In June 2025, the director of the National Railway Museum, Craig Bentley, confirmed that LNER A3 Flying Scotsman would appear with other rolling stock items in the UK National Collection at the Greatest Gathering—a planned "huge" rail event and "the world's largest gathering of historic and modern railway vehicles." The locomotive would travel to Derby Litchurch Lane Works for the three days in August 2025, where the "iconic" locomotive was planned to "take centre stage." In the middle of the event on Saturday 2 August 2025, Flying Scotsman briefly left Derby Litchurch Lane Works to haul the Belmond British Pullman special charter train between and .

==Aftermath==
The main organising team were James Dobson (Avanti West Coast), Gus Dunster (Severn Valley Railway), Ben Goodwin (Alstom), Joey Lam (Alstom), Kathryn Lancaster (Alstom), Richard Stanton (Avanti West Coast), Simon Turner (Avanti West Coast) and Andy Doyle (Avanti West Coast).

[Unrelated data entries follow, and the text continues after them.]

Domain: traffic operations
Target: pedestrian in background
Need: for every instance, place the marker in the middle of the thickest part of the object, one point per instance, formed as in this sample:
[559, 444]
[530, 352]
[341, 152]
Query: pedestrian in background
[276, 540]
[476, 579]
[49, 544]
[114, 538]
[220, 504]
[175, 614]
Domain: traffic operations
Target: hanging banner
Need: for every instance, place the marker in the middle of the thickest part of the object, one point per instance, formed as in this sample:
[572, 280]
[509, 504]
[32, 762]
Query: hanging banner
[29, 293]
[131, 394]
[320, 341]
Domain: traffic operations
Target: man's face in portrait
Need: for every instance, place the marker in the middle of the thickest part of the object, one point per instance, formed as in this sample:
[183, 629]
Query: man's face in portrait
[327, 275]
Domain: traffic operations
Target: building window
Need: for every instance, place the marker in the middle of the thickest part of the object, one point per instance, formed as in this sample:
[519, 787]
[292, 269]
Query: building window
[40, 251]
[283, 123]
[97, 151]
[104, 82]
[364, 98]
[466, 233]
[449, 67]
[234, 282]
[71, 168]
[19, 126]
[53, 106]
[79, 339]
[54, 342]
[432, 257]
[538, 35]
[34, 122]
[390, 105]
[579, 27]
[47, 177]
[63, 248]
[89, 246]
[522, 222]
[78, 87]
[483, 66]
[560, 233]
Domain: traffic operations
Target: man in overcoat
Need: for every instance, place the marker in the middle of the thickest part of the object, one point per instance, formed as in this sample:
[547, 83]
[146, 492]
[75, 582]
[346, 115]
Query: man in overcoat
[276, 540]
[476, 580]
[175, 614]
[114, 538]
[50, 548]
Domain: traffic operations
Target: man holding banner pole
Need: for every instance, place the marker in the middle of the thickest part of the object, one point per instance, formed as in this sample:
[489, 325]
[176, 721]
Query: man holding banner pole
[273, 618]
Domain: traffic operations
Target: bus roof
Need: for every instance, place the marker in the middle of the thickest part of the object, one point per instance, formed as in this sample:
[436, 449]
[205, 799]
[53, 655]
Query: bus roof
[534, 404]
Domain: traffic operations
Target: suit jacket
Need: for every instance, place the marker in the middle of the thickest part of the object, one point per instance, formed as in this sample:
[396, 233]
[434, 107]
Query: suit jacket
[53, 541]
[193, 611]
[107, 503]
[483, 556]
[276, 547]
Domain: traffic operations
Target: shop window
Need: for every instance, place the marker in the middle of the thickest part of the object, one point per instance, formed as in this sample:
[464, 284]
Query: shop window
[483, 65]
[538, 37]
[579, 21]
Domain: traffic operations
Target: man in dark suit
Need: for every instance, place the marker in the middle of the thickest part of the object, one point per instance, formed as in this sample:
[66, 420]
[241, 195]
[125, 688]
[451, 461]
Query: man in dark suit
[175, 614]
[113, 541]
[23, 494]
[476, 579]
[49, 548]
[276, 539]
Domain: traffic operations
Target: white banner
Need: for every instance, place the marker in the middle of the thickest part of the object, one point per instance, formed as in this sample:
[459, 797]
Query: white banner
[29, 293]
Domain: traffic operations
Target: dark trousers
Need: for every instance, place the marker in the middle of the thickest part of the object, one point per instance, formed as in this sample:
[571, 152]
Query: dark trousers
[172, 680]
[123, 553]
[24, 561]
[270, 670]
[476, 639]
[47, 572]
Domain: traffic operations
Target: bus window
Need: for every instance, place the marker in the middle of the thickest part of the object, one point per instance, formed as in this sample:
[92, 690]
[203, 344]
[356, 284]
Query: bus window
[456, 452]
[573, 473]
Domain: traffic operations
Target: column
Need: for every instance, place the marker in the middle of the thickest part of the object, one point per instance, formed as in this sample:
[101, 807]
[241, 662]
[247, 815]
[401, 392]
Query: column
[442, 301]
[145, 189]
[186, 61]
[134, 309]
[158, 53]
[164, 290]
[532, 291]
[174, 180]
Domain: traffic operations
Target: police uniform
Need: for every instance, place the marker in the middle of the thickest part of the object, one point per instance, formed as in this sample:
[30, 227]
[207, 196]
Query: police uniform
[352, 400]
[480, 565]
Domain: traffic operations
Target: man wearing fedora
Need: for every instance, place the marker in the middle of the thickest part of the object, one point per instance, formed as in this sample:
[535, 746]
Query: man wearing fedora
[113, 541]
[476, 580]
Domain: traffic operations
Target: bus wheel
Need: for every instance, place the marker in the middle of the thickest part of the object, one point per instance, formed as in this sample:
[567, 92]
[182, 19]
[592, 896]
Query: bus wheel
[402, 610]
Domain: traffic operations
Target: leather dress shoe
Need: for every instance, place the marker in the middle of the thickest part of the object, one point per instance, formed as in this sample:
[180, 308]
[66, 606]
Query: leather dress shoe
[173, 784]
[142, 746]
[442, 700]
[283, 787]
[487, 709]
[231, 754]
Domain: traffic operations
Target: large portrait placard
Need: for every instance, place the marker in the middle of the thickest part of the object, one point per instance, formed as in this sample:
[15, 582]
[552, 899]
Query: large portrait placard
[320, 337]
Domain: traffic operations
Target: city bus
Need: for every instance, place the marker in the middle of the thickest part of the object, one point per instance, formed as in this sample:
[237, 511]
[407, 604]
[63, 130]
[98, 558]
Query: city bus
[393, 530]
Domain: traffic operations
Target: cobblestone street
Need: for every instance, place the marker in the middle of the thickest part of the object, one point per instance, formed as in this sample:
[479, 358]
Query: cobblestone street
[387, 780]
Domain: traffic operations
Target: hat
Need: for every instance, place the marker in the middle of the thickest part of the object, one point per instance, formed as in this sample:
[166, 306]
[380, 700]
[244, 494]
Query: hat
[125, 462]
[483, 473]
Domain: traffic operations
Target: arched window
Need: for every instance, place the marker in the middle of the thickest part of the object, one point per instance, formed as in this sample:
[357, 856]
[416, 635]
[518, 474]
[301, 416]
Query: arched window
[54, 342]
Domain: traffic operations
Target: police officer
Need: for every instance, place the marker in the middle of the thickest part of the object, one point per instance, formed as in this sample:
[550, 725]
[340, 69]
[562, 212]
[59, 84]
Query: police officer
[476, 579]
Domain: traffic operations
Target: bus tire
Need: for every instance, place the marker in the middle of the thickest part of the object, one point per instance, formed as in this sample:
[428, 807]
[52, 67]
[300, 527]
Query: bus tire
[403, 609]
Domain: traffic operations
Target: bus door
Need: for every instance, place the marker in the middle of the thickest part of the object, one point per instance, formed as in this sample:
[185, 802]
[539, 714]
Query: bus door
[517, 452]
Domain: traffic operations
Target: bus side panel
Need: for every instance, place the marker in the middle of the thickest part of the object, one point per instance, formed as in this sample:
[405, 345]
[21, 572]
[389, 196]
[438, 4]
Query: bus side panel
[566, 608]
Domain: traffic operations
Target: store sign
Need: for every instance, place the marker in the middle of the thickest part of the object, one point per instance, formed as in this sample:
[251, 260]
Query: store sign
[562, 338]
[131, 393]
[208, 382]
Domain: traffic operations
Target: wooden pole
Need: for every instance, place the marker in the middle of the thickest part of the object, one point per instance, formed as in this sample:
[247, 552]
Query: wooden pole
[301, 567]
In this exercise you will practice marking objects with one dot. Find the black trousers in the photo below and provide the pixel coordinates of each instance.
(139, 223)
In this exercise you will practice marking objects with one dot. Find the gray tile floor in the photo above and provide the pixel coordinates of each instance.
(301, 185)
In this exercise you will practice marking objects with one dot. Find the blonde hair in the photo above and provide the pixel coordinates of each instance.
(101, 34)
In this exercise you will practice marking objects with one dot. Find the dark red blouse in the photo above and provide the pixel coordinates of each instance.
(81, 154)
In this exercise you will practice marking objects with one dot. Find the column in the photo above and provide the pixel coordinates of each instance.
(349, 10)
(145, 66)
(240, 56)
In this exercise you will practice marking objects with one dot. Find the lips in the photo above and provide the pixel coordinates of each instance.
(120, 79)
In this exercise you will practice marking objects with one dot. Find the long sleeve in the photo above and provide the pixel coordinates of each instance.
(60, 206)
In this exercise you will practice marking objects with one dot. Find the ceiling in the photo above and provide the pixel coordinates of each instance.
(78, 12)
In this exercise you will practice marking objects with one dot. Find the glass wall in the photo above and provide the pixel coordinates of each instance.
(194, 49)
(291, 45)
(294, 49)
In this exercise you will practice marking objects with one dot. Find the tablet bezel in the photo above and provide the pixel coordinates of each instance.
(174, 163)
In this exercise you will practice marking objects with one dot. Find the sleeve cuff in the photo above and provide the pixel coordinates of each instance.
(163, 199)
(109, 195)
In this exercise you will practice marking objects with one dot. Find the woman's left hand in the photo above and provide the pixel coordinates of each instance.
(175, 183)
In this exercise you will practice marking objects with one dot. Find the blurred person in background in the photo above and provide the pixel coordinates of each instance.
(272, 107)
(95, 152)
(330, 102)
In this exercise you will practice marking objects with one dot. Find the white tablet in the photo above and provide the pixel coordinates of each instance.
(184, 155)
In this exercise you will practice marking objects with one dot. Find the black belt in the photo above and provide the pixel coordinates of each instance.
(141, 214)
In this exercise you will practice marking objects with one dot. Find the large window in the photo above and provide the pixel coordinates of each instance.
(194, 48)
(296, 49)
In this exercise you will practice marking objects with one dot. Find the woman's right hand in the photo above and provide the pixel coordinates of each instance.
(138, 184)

A total of 800 shunting movements were required within Litchurch Lane to move all the rolling stock into their positions.

A 1959 painting DMU at Derby Carriage and Wagon Works by Terence Cuneo resurfaced during preparation of the site for the Greatest Gathering. The painting shows a British Rail Class 108 on the Litchurch Lane traverser; it was subsequently loaned to Derby Museum of Making for display.
During the 2025-event, a en plein air (in open air) painting was created by Tim O'Brien and subsequently unveiled as the official artwork.

In September 2025, the second episode of Michael Portillo's 200 Years of the Railways—partially filmed at The Greatest Gathering in Derby—was broadcast on BBC Two.

Over £100,000 was raised and donated for the five nominated charities.